Filling the Gaps Where Institutions Fall Short
In our interviews, youth leaders described a wide range of grassroots work, from facilitating legal support for vulnerable populations to creating platforms for indigenous women to navigate customary legal systems. Others provide services in urban centres that respond to gaps in food security or healthcare access.
These activities go beyond charity. They are forms of local governance, often stepping in where the state or formal NGOs cannot or do not operate. However, these initiatives frequently run into institutional roadblocks. Bureaucratic barriers, lack of donor access, and safety concerns, including both physical and digital, pose daily challenges. These young people are not only providing services but doing so while navigating an environment of heightened risk.
Civic Work Without Civic Protection
Many groups operate without legal registration, either because they cannot afford it or because registration is denied based on political sensitivities. For instance, groups that use terms like “indigenous” have reported repeated pushbacks from authorities.
Several organisers shared experiences of harassment on both online and offline platforms due to their advocacy work. Some avoid using identifiable digital tools, fearing surveillance or backlash. Others have had websites taken down or social media accounts flagged. In one case, a group’s cloud storage was hacked, compromising their documentation.
These risks are compounded by structural exclusion. Youth-led initiatives often lack the legal knowledge or institutional connections to navigate complex registration procedures. Traditional donor models tend to favour established NGOs with formal governance structures, leaving informal collectives out of funding opportunities. Additionally, youth groups are often seen as inexperienced or informal, despite their deep engagement with community realities.
Digital Tools: A Source of Strength and Risk
Technology has enabled youth organisers to coordinate, mobilise, and build networks efficiently. They use widely accessible tools like WhatsApp, Facebook, and Google Drive to organise volunteers and share information. These digital platforms have also helped them build trust with small donors and local allies.
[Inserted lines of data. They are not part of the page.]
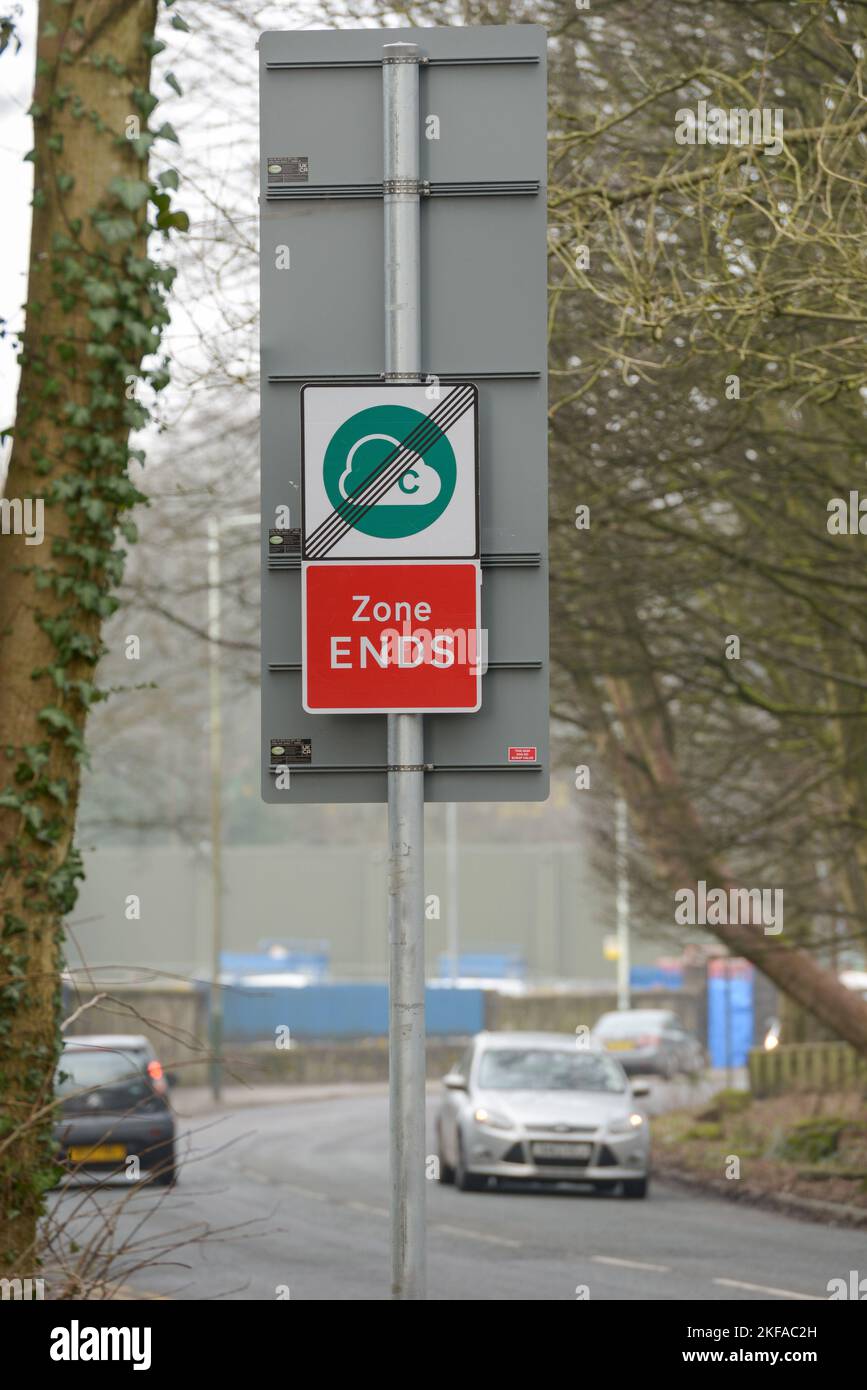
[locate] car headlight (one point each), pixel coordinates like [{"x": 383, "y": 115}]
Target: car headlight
[
  {"x": 625, "y": 1123},
  {"x": 491, "y": 1119}
]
Yet increased digital presence has also made these groups more vulnerable. To manage this, many have adapted their practices—for example, using pseudonyms online, disabling location data, and delaying public communication about events. Visibility brings credibility, but it also brings risk.
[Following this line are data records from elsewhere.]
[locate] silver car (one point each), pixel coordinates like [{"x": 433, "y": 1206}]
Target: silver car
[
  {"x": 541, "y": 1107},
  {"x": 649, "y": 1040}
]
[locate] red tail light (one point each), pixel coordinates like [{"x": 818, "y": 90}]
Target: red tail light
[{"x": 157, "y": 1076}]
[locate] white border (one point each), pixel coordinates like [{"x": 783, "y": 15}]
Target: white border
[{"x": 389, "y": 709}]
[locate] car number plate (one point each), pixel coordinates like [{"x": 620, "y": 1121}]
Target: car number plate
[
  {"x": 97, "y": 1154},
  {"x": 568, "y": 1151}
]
As one youth leader noted, “We thought the political shift in 2024 would open space for us. But now we are more cautious than ever.”
Moving Beyond Resilience
Bangladesh’s youth-led civic actors do not need more praise for their resilience. What they need are structural mechanisms that recognise their contributions and support their work.
During our fieldwork, several proposals emerged repeatedly. These included simplified registration processes, youth-focused microgrants with minimal reporting requirements, and policy spaces that allow for meaningful yet not symbolic youth participation in executive boards. Many groups already demonstrate strong capacity in areas such as digital campaigning, participatory education, and community-based monitoring. Rather than imposing external models, support frameworks should build on these existing strengths.
This is not about charity. It is about recognising and enabling a segment of civil society that is already performing critical work.
A Moment for Meaningful Support
Youth-led civil society in Bangladesh is not waiting for approval; it is already active, often in challenging and under-resourced settings. Whether through disaster response, interfaith dialogue, or social justice campaigns, these groups are addressing urgent local needs.
Yet the civic space they inhabit is fragile. The legal and political burden disproportionately falls on those who are young, passionate, and often least protected. If policymakers, donors, and institutions continue to overlook these actors, we risk not only undermining their potential but also reinforcing the very inequalities they are working to change.
International frameworks such as Sustainable Development Goal 16, which advocates for inclusive institutions and civic participation, offer useful reference points. But meaningful change must begin by supporting those who are already leading from the ground up.
“We didn’t want to be heroes,” one organiser told us. “We just couldn’t look away.”
That refusal to look away speaks volumes. Now, it is time for institutions to do the same.